We rowed. We baited up. I watched Papa grab a minnow and slip the hook under his throat. The barb winked from its silver belly. I tried. The minnow danced from my fingers. Plop. I watched as the silverfish vanished into the green water. I tried again. I watched it as I dug the hook into its throat. Its eye widened as the barb woke from its tail. It straightened and then twitched, adjusting to the hook. I picked the rod up from the boat and raised back and shot the line out over the bow. I watched as the bait and bobber tumbled in air and then splashed upon the surface and steadied.
Nice cast, Sturt.
Papa lit a Nugget and the gray smoke puffed over his face and shrank away. He cast one rod and then another. He watched their bobbers steady and then he baited a third with a worm. I watched as the thin red line danced and throbbed about the sting of the hook. He shot the line towards the bank and its bobber steadied and a dragonfly set upon it.

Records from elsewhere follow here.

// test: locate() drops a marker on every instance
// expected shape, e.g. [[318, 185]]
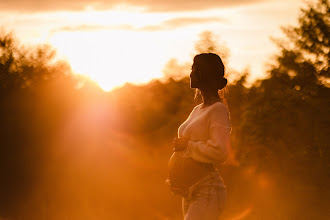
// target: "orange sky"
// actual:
[[113, 42]]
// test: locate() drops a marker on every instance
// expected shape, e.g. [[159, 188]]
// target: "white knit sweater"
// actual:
[[208, 130]]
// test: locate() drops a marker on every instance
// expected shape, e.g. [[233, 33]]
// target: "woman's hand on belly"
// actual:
[[180, 143]]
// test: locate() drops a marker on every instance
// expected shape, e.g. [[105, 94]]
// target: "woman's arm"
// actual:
[[216, 148]]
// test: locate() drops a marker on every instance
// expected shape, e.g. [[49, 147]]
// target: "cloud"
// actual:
[[181, 22], [165, 25], [149, 5]]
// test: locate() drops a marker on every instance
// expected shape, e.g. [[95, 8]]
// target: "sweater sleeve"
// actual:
[[216, 148]]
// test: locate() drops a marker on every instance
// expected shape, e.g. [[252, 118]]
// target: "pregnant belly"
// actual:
[[185, 171]]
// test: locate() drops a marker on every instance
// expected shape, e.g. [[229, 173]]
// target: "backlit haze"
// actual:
[[114, 43]]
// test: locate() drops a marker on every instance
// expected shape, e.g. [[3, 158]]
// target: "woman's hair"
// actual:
[[211, 69]]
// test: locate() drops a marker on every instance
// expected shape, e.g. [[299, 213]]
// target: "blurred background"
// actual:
[[75, 146]]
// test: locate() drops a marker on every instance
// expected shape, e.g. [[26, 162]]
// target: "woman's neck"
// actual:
[[210, 98]]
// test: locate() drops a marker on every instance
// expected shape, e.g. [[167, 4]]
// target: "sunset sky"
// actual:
[[118, 41]]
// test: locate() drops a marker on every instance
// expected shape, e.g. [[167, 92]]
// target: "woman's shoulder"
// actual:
[[219, 107]]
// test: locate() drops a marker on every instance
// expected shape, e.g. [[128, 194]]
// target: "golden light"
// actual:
[[112, 58]]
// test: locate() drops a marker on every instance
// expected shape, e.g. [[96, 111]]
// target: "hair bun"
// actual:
[[222, 83]]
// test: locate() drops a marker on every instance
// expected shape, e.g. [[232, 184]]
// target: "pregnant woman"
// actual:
[[203, 142]]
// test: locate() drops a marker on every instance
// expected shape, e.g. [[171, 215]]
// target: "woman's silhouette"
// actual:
[[202, 143]]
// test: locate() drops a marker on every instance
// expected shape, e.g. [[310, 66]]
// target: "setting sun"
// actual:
[[112, 58]]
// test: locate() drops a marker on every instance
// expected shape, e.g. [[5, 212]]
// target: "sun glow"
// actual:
[[112, 58]]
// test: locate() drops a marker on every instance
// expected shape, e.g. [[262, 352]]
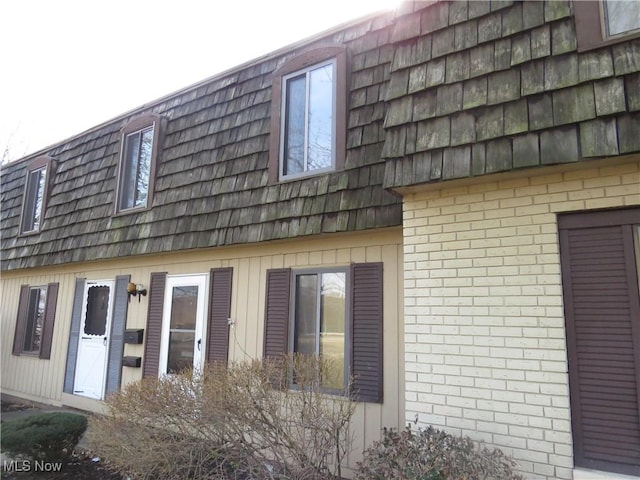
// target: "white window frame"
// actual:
[[29, 224], [124, 165], [347, 317], [202, 282]]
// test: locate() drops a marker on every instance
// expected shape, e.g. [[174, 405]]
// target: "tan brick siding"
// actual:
[[484, 324]]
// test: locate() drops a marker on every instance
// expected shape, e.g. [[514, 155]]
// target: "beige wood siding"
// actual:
[[42, 379]]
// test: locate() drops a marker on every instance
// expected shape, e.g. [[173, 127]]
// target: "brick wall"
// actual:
[[484, 323]]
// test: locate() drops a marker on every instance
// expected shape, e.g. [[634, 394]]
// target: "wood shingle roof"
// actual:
[[212, 185]]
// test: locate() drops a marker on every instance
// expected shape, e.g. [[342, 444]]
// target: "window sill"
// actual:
[[302, 176], [30, 354], [29, 233]]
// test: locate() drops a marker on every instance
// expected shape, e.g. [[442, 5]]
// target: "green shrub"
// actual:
[[431, 454], [44, 436]]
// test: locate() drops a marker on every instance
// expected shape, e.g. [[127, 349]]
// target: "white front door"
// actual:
[[93, 344], [183, 323]]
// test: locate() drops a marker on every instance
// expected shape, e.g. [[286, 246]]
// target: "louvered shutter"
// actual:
[[74, 335], [116, 339], [219, 312], [49, 320], [276, 336], [151, 362], [366, 329], [602, 308], [21, 321]]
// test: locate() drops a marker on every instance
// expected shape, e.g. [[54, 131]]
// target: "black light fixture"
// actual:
[[136, 289]]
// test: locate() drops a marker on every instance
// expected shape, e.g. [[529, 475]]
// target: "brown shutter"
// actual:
[[276, 318], [219, 312], [49, 320], [366, 331], [21, 322], [154, 325], [602, 309]]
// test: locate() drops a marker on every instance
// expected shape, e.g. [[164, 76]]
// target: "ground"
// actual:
[[81, 466]]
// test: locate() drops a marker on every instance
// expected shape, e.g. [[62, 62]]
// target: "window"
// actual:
[[36, 315], [174, 329], [603, 22], [140, 139], [307, 124], [319, 322], [334, 312], [308, 115], [599, 258], [95, 345], [621, 16], [35, 195]]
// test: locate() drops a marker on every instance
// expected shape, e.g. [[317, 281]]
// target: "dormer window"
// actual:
[[307, 128], [605, 22], [35, 195], [140, 142]]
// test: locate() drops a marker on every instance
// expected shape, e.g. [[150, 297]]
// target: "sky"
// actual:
[[68, 65]]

I reeled in. I checked the minnow. Its eyes held quiet, spooked. It was dead. I cast out and watched the line straighten and fall.
You aint gonna catch any fish castin and reelin, castin and reelin. Let it set in there, Sturt.
I watched the bobber. I imagined a fish surging from the bottom to ravage the bait. I thought about how I might set the hook, how playing that fish might go, how I would get him on the reel and let that Zebco do the work. Maybe I'd get a largemouth. Maybe it'd be a record Crappie. Two-hands. Two adult hands. Bigger than a teenager's calf. Maybe it would be.
I watched the bobber. Down and over, down and over. It seemed like the line moved. But it didn't. I thought about that fish surging again and I thought about what I'd do. Papa threw me some Fritos and a Coke. I watched the bobber. The salt of the chips and the sugar of the Coke was good. I burped.
That man at the shop was right you know, Papa said. You got to see yourself catchin fish before that line'll go tight for you, Sturt. He aint lyin.
I watched the bobber. And then I thought of that fish.